Correct Response and Explanation (Show Correct ResponseHide Correct Response)
A. This question requires the examinee to examine major political and constitutional developments of the period from 1801 to 1850. A major effect of important decisions of the Marshall Court, such as McCulloch v. Maryland (1819) and Gibbons v. Ogden (1824), was to expand the "implied powers" of the federal government at the expense of the states.
Descriptive Statements:
- Analyze similarities and differences in the economies, cultures, and social structures of the North, South, and West in the period preceding the Civil War.
- Examine major political developments of the 1850s that contributed to the sectional polarization leading to the Civil War, including the Compromise of 1850, the Kansas-Nebraska Act, the disruption of the second American party system, the Dred Scott decision, John Brown's raid at Harpers Ferry, and the presidential election of 1860.
- Analyze major events and developments of the Civil War, including the leadership provided by Abraham Lincoln, strategies adopted by Union and Confederate military leaders, major battles and diplomatic initiatives, wartime draft riots, the Emancipation Proclamation, and the election of 1864.
- Examine the roles and perspectives of various groups during the war, including immigrants, African Americans, women, Northern businessmen, antiwar Democrats, and Southern planters and farmers.
- Assess the costs and consequences of the Civil War, including human casualties and physical destruction, the impact of the war on African Americans and women, the response of former slaves to emancipation, the rise of sharecropping in the South, and the development of a one-party political system in the former Confederacy.
- Analyze key events and developments of the Reconstruction period, including alternative programs for Reconstruction; the assassination of Abraham Lincoln; conflict between President Johnson and Congress; the passage of the Thirteenth, Fourteenth, and Fifteenth Amendments; the establishment of the Freedman's Bureau; the programs of radical state governments in the South; Southern White resistance to Reconstruction; the role of the U.S. Supreme Court; and the Compromise of 1877.
- Examine major social, economic, and political developments during the Civil War and Reconstruction eras, including homestead and land grant legislation enacted by Congress during the war, the construction of the first transcontinental railroad, postwar conflict between the U.S. Army and Native Americans, and the woman suffrage movement.
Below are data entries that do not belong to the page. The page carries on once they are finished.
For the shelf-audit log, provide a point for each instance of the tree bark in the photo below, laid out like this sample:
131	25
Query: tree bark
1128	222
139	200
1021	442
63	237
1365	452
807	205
- Demonstrate knowledge of significant figures of the Civil War and Reconstruction eras, such as Harriet Tubman, Frederick Douglass, Harriet Beecher Stowe, Stephen A. Douglas, John Brown, Jefferson Davis, Ulysses S. Grant, William T. Sherman, Robert E. Lee, Clara Barton, Andrew Johnson, Thaddeus Stevens, and Charles Sumner.
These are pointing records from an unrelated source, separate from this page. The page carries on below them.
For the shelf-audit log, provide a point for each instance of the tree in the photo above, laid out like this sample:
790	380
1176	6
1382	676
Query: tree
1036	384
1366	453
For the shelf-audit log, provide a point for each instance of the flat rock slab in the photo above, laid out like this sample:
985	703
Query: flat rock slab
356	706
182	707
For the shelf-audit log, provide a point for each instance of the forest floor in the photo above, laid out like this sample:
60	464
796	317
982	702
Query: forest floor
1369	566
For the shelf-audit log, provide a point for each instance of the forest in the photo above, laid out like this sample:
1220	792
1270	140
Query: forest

- Recognize chronological relationships between major events and developments in U.S. history during this period.
Sample Item:
The Kansas-Nebraska Act of 1854 contributed to the growing sectional conflicts that culminated in the Civil War by provoking national debate over which of the following issues?
- the emancipation of slaves in the northern states
- the prohibition of the internal slave trade
- the expansion of slavery into the western territories
- the enforcement of the Fugitive Slave Act
Correct Response and Explanation (Show Correct ResponseHide Correct Response)
C. This question requires the examinee to examine major developments of the 1850s that contributed to the sectional polarization leading to the Civil War. The Kansas-Nebraska Act provoked a storm of controversy by opening up the possibility of allowing slavery in western territories that had been declared free states as part of the Missouri Compromise 34 years earlier.